Madrid rejects housing more unaccompanied minors
Madrid’s conservative regional government has announced that it will stop accepting unaccompanied minors from other regions.
This was announced by Madrid’s Regional Minister for Social Affairs Ana Dávila in a letter to Spain’s Minister of Territorial Policy, Ángel Víctor Torres.
Dávila rejects the new transfers of unaccompanied minors without legal coverage, as the central government's deadlines have expired, and warns that she will take legal action if the ruling Socialists try to prolong the period for relocation of so-called menas to the Spanish capital.
The national government's idea is to centralise the transfer of minors in the event that a region exceeds its maximum occupancy quota, something that has already happened in the Canary Islands, but also in Ceuta and Melilla, Spain’s two autonomous cities in North Africa.
PP-governed regions have previously accepted the Sánchez government's request to house unaccompanied minors, but Madrid's populist regional leader Isabel Díaz Ayuso is now going against the tide.
READ MORE: Why a row is brewing over the care of migrant minors in Spain
Pope’s visit to Spain to cost €15 million
Pope Leo XIV's visit to Spain from June 6th to 12th will cost at least €15 million, one of the coordinators of the pontiff's trip stated during a press conference on Tuesday, adding that they don't have a finalised budget yet.
However, their estimate is that the economic impact of the Pope's visit will exceed €100 million.
El Papa will visit Madrid, Barcelona, Las Palmas de Gran Canaria and Santa Cruz de Tenerife.
As they explained, there are several models for financing a papal visit. One is state-funded, as in the case of Portugal, the United States, Canada, and Australia, whose governments have subsidized the visits. Then there is the so-called "civic platform," financed by the faithful, foundations, and so on.
READ MORE: What we know about Pope Leo's planned visit to Spain in 2026
Spanish government aims to enshrine abortion rights in Constitution
The Spanish Cabinet on Tuesday approved the draft reform of Article 43 of the Spanish Constitution to safeguard the right to abortion.

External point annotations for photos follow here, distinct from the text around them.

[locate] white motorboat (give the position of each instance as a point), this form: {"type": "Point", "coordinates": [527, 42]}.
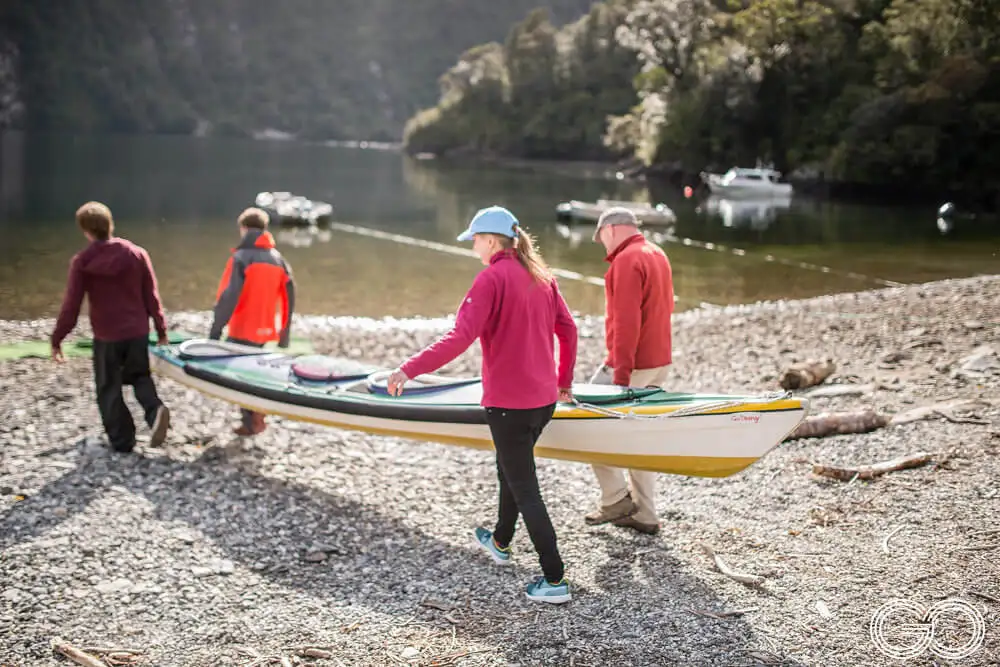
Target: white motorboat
{"type": "Point", "coordinates": [758, 214]}
{"type": "Point", "coordinates": [748, 182]}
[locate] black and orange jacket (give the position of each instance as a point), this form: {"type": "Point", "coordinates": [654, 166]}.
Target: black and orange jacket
{"type": "Point", "coordinates": [256, 282]}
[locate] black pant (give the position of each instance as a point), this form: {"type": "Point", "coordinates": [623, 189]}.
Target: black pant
{"type": "Point", "coordinates": [515, 433]}
{"type": "Point", "coordinates": [246, 416]}
{"type": "Point", "coordinates": [118, 363]}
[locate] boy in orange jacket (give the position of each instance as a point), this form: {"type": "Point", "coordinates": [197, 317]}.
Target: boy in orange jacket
{"type": "Point", "coordinates": [256, 283]}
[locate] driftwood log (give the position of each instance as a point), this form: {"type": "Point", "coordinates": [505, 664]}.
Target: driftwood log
{"type": "Point", "coordinates": [807, 373]}
{"type": "Point", "coordinates": [76, 655]}
{"type": "Point", "coordinates": [833, 423]}
{"type": "Point", "coordinates": [944, 409]}
{"type": "Point", "coordinates": [723, 567]}
{"type": "Point", "coordinates": [875, 469]}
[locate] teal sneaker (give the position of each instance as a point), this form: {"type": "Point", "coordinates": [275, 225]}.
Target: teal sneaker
{"type": "Point", "coordinates": [540, 590]}
{"type": "Point", "coordinates": [484, 539]}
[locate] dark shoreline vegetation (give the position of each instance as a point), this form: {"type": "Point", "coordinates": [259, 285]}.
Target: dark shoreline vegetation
{"type": "Point", "coordinates": [877, 100]}
{"type": "Point", "coordinates": [857, 99]}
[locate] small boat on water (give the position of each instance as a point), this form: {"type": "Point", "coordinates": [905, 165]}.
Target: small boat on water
{"type": "Point", "coordinates": [680, 433]}
{"type": "Point", "coordinates": [747, 182]}
{"type": "Point", "coordinates": [757, 214]}
{"type": "Point", "coordinates": [288, 209]}
{"type": "Point", "coordinates": [648, 214]}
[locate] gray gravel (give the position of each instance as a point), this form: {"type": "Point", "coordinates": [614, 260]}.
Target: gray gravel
{"type": "Point", "coordinates": [213, 551]}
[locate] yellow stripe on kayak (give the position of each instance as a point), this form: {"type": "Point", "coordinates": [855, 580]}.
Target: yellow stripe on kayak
{"type": "Point", "coordinates": [776, 406]}
{"type": "Point", "coordinates": [697, 466]}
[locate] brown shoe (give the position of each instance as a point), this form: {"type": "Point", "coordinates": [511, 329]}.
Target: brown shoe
{"type": "Point", "coordinates": [623, 508]}
{"type": "Point", "coordinates": [158, 432]}
{"type": "Point", "coordinates": [630, 522]}
{"type": "Point", "coordinates": [256, 427]}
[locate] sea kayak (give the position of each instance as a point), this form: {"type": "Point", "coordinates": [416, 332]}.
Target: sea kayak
{"type": "Point", "coordinates": [701, 435]}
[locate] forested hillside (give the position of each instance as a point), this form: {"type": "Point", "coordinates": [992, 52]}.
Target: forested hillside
{"type": "Point", "coordinates": [343, 69]}
{"type": "Point", "coordinates": [883, 94]}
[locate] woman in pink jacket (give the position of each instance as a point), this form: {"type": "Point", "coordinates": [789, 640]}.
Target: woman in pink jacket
{"type": "Point", "coordinates": [513, 307]}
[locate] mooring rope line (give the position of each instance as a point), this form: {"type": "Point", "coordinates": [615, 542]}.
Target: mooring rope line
{"type": "Point", "coordinates": [599, 282]}
{"type": "Point", "coordinates": [740, 252]}
{"type": "Point", "coordinates": [450, 249]}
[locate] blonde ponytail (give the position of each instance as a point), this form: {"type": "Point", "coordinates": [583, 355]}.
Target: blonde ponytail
{"type": "Point", "coordinates": [529, 256]}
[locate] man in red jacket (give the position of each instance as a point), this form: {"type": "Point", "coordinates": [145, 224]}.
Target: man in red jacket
{"type": "Point", "coordinates": [256, 283]}
{"type": "Point", "coordinates": [639, 295]}
{"type": "Point", "coordinates": [117, 277]}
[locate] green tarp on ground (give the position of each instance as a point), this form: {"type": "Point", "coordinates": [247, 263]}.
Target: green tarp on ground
{"type": "Point", "coordinates": [82, 347]}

The next step will be to get it approved by the Spanish Parliament.
"Public authorities shall guarantee the exercise of the right of women to the voluntary termination of pregnancy under conditions of real and effective equality with all the benefits and services necessary for said exercise," reads the proposed text.
"We are protecting women's right to voluntarily terminate their pregnancy in its service dimension because the service dimension of the right in public health, in the basic portfolio of public health services, is what is at risk," Spanish Equality Ana Redondo said.